Thermal analysis enables researchers and engineers to develop separators that resist melting, decomposition, or becoming brittle, while investigating separators’ ability to shut down thermal runaway. Thermal Mechanical Analysis (TMA) verifies that the separator shuts down safely without melting. Dynamic Mechanical Analysis (DMA) offers insight into the mechanical stability and longevity of the separator under extreme temperatures. Differential Scanning Calorimetry (DSC) measures separators’ phase transitions while Thermogravimetric Analysis (TGA) measures thermal stability and supports composition determination. Together, these techniques offer a comprehensive analysis of a separator’s qualities and behavior under use conditions.
Instruments and Test Parameters
|Safety and longevity
Characterization of mechanical anisotropy
In a lithium-ion battery, the separator, a permeable microporous membrane, is an essential component that prevents physical contact between the two electrodes, thereby preventing short circuits, but still allowing lithium ion transfer, which is essential to the function of the battery. The Discovery TMA 450 can measure the dimension change and the potential failure temperature of the separator. The high sensitivity of the dimension change measurement can detect both thermal expansion and shrinkage in different separator orientations. The sample was cut into 24 mm length and 2 mm uniform width and loaded on film and fiber probe. The temperature was ramped at 3˚C/min from -70˚C to 200˚C under nitrogen purge.
The TMA 450 measured the thermal expansion of the separator and identified an orientation effect in both the X and Y directions. It is important to understand the orientation effect to prevent undesired expansion or shrinkage that can lead to mechanical failure in batteries.
While there are remaining questions about the thermal runaway process in batteries, current understanding suggests that it is initiated by the following series of events. The exothermic reactions leading to thermal runaway interact destructively with every inner component of a Lithium-Ion Battery (LIB) as the battery’s temperature continues to rise; some elements are early casualties while most directly speed up heat accumulation as they fail.
The first component to begin breaking down is the Solid-Electrolyte Interphase (SEI), which generally starts around 80-120°C (176-248°F). At this point, Thermal Runaway can be slowed, but is no longer reversible once the anode is exposed to the electrolyte. Exothermic reactions occurring at the reactive anode surface add more heat into the system until it reaches the next critical temperatures.
The separator is the next component affected, and it fails in two stages. Around 120-150°C (248-302°F) the separator begins to melt and causes a small short-circuit, followed by a more serious internal short circuit when the separator breaks up near 220-250°C (428-482°F).
The following reactions happen quickly and directly following the previous temperature range; the cathode material, binder, and electrolyte all begin decomposition, which drastically raises the temperature of the battery cell to temperatures about 800°C (1472°F). These reactions have gas products which increase the pressure within the LIB.

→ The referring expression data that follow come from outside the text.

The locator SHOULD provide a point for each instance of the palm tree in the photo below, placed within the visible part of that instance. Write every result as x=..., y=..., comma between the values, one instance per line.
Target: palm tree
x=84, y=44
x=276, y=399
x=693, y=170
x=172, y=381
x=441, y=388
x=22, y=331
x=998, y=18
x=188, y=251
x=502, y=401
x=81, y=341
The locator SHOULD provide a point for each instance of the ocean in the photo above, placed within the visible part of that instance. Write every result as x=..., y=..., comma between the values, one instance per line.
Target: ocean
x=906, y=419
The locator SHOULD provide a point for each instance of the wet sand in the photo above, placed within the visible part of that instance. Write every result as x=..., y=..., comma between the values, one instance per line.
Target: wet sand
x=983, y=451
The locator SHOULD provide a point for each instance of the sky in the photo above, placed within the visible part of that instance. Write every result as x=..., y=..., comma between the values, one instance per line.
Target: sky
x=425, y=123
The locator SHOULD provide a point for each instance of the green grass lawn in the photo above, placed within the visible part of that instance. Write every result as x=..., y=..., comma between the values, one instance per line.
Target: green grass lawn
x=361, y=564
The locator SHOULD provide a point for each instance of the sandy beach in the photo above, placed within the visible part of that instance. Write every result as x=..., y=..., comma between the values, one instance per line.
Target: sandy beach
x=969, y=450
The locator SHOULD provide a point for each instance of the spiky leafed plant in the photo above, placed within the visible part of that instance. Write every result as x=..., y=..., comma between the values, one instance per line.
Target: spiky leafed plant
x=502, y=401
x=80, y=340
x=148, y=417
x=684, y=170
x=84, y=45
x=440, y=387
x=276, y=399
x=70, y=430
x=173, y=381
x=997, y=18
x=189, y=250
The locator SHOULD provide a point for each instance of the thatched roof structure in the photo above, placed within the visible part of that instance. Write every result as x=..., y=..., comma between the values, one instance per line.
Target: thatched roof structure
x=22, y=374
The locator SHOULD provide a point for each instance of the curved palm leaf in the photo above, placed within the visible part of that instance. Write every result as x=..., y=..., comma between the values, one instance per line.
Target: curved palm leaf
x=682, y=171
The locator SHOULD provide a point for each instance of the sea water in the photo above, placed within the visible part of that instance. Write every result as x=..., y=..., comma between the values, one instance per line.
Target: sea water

Aside from quick heat generation, the cathodic reactions have a disastrous byproduct of oxygen which is flammable. Depending on the exact conditions, the immediate result is either “Heat + Oxygen = Fire” or “Heat + Gas = Rupture/Explosion”. Of course, not all materials are made equal and may fall high or low on these ranges – or even outside of these temperatures in the future – so it is essential to make the safest possible choice of materials for a given battery with proper testing.
TGA Thermogram Highlighting Thermal Instability of Graphite Anode Material
To avoid thermal runaway and select battery materials with optimal heat tolerances, battery researchers turn to Differential Scanning Calorimetry (DSC) and Thermogravimetric Analysis (TGA):
DSC: DSC measures the heat flow into or out of a material as a function of temperature or time. Phase changes interrupt the heat capacity relationship between temperature change and heat absorbed or released and are visible on graph output. It allows for testing in a variety of conditions ranging from safe operating temperature to thermal abuse.
TGA: TGA measures mass of a sample as a function of temperature or time. Generally speaking, a more thermally stable material can reach a higher temperature before any change in mass occurs.
Answer the following questions with results from your DSC:
- The material’s melting temperature, Tm
- The material’s glass transition temperature, Tg
- The lowest phase change temperature of various materials that comprise the battery.
Answer the following questions with results from your TGA:
- The temperature at which a material begins decomposition.
- The amount of sample mass lost to thermal or oxidative decomposition at a given temperature.
- The rate of decomposition reactions (both oxidative and thermally induced) at a given temperature.
- The maximum thermally stable temperature of the various materials that comprise the battery.